Getting Started Tutorial#

This page provides instruction on installation and basic usage of the TSADAR code. More examples of input decks can be found on the Examples page. If you are looking for a more in depth explanation of the input deck fields please see the input decks page.

Installation#

  1. Clone the github repo to the local or remote machine where you will be running analysis.

  2. Install using the commands below, or following your preferred method.

TSADAR is configured through a single pyproject.toml and is installed with uv (or plain pip). The available optional extras are:

  • gpu — CUDA 12 JAX build plus pynvml for GPU runs

  • hdfpyhdf for loading legacy HDF4 streak-camera data (requires the HDF4 system library)

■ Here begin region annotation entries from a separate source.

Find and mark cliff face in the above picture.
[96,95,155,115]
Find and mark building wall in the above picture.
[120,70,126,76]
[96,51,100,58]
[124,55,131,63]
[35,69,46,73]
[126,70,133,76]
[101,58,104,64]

  • docs — Sphinx and theme dependencies for building these docs

  • testpytest for running the test suite

uv venv
source .venv/bin/activate
uv pip install -e ".[gpu]"
uv venv
source .venv/bin/activate
uv pip install -e .
python --version            # >= 3.10
python -m venv venv
source venv/bin/activate
pip install -e .            # add [gpu] or [hdf] as needed

Note

pyhdf is only needed to read legacy HDF4 streak data. It is not installed by default. To enable it, install the HDF4 system library first (brew install hdf4 on macOS, apt install libhdf4-dev on Debian/Ubuntu) and then run uv pip install -e ".[hdf]". If the extra is not installed, TSADAR still imports and runs — only the legacy loader will raise a clear error if called.

Importing raw data#

_images/data_to_env.PNG

Once you have created a virtual environment, you should add your raw data, which should be an .hdf file into the provided data folder located at tsadar/external/data. For best results data should be downloaded from the official OMEGA data repository and uploaded without changes to the name or content. TSADAR is built to run on raw OMEGA data as all calibrations are handled internally and the specific naming conventions used on OMEGA are used to determine the type of data.

Input decks#

The code uses two input decks, which are located in configs/1d. The primary input deck inputs.yaml contains the commonly altered parameters. The secondary input deck defaults.yaml contains additional options that tend to remain static.

Note

Any parameters in inputs.yaml will override the parameters supplied by defaults.yaml

More information on the specifics of each deck can be found by clicking the cards bellow.

Note

The input deck names are fixed and the code will always execute the decks named inputs.yaml and defaults.yaml in the specified directory. So creating additional decks with differnet names will not work, these named decks must be altered.

Inputs.yaml

Primary input deck

Inputs Deck
Defaults.yaml

Secondary input deck

Default options

Experiment information#

The first step in setting up the input deck is to indicate the shotnumber of the data in the inputs.yaml deck. This is used by the code to both identify which data file should be analyzed and to determine the type of Thomson performed (temporal or spatial) for OMEGA experiments. For fitting data files from other sources, please contact the authors to discuss how to best format the data and input deck for analysis.

Inputs.yaml#
data:
    shotnum: 101675
    lineouts:
        type: pixel

Selecting Fitting Regions#

TSADAR allows for flexible selection of features to include in the analysis. This means that electron and ion data can be fit independently or simultaneously, and the blue-shifted and red-shifted EPWs can be fit independently. This allows for data to be analyzed even if the full dataset is not available due to experimental limitations. TSADAR also allows for selection of the lineouts to be fit, and the spectral range to be fit.

Selecting Spectra#

There are 2 sets of flags, the first set is used to determine which spectra to load, and the second set is used to determine which spectra to fit. The boolean load_ion_spec controls whether to load ion spectra, and the boolean load_ele_spec controls whether to load electron spectra. Then the boolean fit_IAW controls whether to fit the IAWs, fit_EPWb controls whether to fit the blue-shifted EPW, and fit_EPWr controls whether to fit the red-shifted EPW.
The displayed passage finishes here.